I have got this routine down to a T by now. I say how glad I am to meet them even though I never am, and I always ask them what they do for a living. So far my favourite answer has been a lifeguard because I still can’t for the life of me figure out where she met him. Possibly Tinder. Is it weird to think of your grandma being on Tinder? Probably.
“I own an estate a little south of here, but I must say this is a wonderful place.”
“Oh?” I ask. “And is it actually you who owns the estate or is it your father?” I say, pouring myself a cup of tea and managing to remain composed when Grandma kicks me under the table.
“Erm well, it’s my father right now but he is handing it down to me.” Gotcha.
“I see,” I say. “My father said he doesn’t think he could hand this down to me because I’d just use it as a party pad and destroy the place.”
“Well, I think my father trusts me with it because I’m older.”
“Only a little,” I say.
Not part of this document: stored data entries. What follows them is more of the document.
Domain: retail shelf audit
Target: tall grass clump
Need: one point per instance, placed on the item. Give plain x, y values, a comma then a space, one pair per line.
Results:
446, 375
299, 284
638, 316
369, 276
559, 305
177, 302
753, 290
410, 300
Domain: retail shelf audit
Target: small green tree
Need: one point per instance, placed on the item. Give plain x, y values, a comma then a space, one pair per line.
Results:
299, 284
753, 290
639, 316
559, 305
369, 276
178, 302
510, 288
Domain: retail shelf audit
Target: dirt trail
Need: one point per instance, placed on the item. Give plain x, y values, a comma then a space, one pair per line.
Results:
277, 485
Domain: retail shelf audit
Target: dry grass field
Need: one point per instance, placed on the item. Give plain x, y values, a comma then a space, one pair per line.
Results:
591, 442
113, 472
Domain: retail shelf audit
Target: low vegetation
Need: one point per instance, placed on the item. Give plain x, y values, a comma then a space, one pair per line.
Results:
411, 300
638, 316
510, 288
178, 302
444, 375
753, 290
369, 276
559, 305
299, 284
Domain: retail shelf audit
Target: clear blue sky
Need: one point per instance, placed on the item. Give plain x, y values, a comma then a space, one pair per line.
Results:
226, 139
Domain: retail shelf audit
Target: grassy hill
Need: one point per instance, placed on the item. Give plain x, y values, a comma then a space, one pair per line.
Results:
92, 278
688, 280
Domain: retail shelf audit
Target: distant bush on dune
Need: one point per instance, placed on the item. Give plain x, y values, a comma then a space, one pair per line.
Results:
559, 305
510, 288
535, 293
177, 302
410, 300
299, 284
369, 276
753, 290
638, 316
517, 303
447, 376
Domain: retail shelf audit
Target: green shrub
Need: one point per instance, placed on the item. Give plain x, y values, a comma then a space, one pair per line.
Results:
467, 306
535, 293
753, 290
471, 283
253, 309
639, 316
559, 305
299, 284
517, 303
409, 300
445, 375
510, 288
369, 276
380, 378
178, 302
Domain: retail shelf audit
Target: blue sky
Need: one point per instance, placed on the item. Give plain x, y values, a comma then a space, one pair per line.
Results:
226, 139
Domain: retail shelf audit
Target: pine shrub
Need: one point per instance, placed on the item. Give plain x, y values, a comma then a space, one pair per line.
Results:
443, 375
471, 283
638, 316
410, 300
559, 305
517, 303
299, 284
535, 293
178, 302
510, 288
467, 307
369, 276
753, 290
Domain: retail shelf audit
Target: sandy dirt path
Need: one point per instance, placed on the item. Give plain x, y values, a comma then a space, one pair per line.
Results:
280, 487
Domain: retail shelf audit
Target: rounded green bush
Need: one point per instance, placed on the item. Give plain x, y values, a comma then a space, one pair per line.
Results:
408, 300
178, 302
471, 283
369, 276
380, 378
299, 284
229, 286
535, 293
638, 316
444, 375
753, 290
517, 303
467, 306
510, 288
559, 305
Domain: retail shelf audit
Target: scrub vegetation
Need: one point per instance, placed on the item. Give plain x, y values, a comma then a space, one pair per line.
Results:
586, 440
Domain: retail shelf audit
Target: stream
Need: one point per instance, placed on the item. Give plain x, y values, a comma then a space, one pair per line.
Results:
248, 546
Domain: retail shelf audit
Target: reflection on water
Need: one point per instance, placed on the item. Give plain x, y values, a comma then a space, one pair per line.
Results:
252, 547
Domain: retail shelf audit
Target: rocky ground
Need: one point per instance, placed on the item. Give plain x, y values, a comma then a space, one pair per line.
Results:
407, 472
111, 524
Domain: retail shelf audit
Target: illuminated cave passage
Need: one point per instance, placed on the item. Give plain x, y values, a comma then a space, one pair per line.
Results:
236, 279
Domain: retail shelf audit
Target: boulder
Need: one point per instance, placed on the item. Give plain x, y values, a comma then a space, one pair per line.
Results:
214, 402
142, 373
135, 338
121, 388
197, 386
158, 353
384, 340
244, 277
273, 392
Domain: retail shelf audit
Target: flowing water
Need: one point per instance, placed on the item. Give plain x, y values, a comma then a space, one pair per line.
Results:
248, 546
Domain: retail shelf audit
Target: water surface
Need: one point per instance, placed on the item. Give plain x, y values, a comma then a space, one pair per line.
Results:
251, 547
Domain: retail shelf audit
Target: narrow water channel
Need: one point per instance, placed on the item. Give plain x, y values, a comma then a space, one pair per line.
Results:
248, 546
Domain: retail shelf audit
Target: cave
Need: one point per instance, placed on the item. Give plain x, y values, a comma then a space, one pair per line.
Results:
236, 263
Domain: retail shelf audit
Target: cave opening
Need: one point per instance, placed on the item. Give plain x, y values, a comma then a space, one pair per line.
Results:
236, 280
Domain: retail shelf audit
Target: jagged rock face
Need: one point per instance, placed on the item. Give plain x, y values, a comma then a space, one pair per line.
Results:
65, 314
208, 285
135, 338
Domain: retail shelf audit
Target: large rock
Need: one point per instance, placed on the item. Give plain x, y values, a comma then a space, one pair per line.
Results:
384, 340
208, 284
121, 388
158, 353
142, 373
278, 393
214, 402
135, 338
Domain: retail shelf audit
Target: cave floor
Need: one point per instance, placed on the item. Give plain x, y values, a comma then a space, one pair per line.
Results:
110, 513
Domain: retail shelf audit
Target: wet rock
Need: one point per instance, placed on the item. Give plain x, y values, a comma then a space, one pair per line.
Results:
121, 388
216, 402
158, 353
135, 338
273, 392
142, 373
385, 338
This gets me another kick in the leg.
“Tuesday!” Grandma says. “Don’t be rude.”
“It was a joke, it was a joke!” I say, but no one is laughing except me.
Grandma gives me her stare before changing the subject. “It must be nice to have your sister coming into town, you haven’t seen her for a few months.”
“Henrietta is in town?” I ask. I wouldn’t say me and my sister were the closest of people, but I thought we annoyed each other enough through childhood for her to tell me when she was coming home for a visit. A text at least. It seems absurd that Henrietta, the darling of the family, the perfect one, would mess up in a way such as this. I can use this against her later ‘oh, dear sister, how could you not tell me you were coming home? After all, we have been through? I can’t believe my big sister would do this to me, I look up to you!’ and maybe do some dramatic fall down the stairs. That could work.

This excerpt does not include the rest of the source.